Condition 8202, as it applies in this case, is set out in the attachment to this decision. Relevantly, it requires that the applicant:
·be enrolled in a registered course, or in limited cases, a full time course of study or training: 8202(2)
·has not been certified by his or her education provider, as not achieving satisfactory course progress as specified: 8202(3)(a), and
·has not been certified by his or her education provider, as not achieving satisfactory course attendance as specified: 8202(3)(b).
In the present case, the applicant’s visa was cancelled on the basis the applicant was not enrolled in a registered course. The applicant’s visa was granted on 20 March 2015. The applicant’s enrolment in the Higher Education Sector course, namely a Bachelor of Business, was cancelled on 21 December 2015. He then applied to study an Advanced Diploma of Engineering, and according to the delegate’s decision, ceased those studies on 20 June 2016. Therefore he was not enrolled in a registered course of study since 20 June 2016.
On the evidence before the Tribunal, the applicant was not enrolled in a registered course. Accordingly, the applicant has not complied with condition 8202(2).
Consideration of the discretion to cancel the visa
Having found that the applicant has not complied with a condition of the visa, the Tribunal must consider whether to exercise its discretion to cancel the visa.
There are no matters specified in the Act or Regulations that are required to be considered in relation to the exercise of this discretion. However, the Tribunal has had regard to matters raised by the applicant as to why the visa should not be cancelled, and government policy guidelines contained in the Department’s Procedures Advice Manual (PAM3).
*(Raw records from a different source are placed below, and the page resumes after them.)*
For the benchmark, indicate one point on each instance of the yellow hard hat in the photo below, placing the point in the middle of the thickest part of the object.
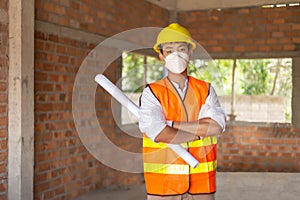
(173, 33)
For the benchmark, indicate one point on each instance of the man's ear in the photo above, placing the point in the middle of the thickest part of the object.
(161, 57)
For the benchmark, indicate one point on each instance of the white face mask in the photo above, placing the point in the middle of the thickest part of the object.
(177, 62)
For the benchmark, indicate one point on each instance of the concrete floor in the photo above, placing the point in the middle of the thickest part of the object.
(230, 186)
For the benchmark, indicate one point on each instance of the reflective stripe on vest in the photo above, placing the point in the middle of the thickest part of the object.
(198, 143)
(179, 169)
(165, 173)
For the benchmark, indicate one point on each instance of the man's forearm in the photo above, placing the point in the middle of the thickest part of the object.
(203, 127)
(174, 136)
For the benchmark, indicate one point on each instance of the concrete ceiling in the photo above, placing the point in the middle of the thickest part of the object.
(186, 5)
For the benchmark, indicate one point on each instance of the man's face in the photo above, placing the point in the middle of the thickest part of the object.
(168, 48)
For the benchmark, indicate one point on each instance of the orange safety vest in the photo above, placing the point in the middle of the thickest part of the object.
(165, 172)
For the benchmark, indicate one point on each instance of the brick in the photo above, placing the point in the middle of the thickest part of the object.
(296, 26)
(290, 47)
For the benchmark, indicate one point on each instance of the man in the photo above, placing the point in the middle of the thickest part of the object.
(179, 109)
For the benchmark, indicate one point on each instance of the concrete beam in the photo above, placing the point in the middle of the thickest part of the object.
(20, 100)
(296, 92)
The applicant was sent a Notice of Intention to Consider Cancellation (NOICC). In his response he stated:
Hi, this is Weichin Lian. I receive this Notice of Intention to Consider Cancellation. I spoke to the chairman of the institution and he assured me that there is no problem going on at all of my degree. Anyway. I have attached my current C.O.E. as file. Please reply to me or Robin ASAP as this matter is critical.
On 30 January 2017, the applicant emailed the Department a copy of his confirmation of enrolment for an Advanced Diploma of Engineering course at Intech Institute of Technology Pty Ltd, which he studied during the period of from February 2016 to 20 June 2016. Also on that date, the Department emailed the education provider, Intech Institute of technology to enquire as to whether the applicant was currently enrolled in a registered course with them. The education provider confirmed that the applicant had not been actively enrolled with them since 20 June 2016.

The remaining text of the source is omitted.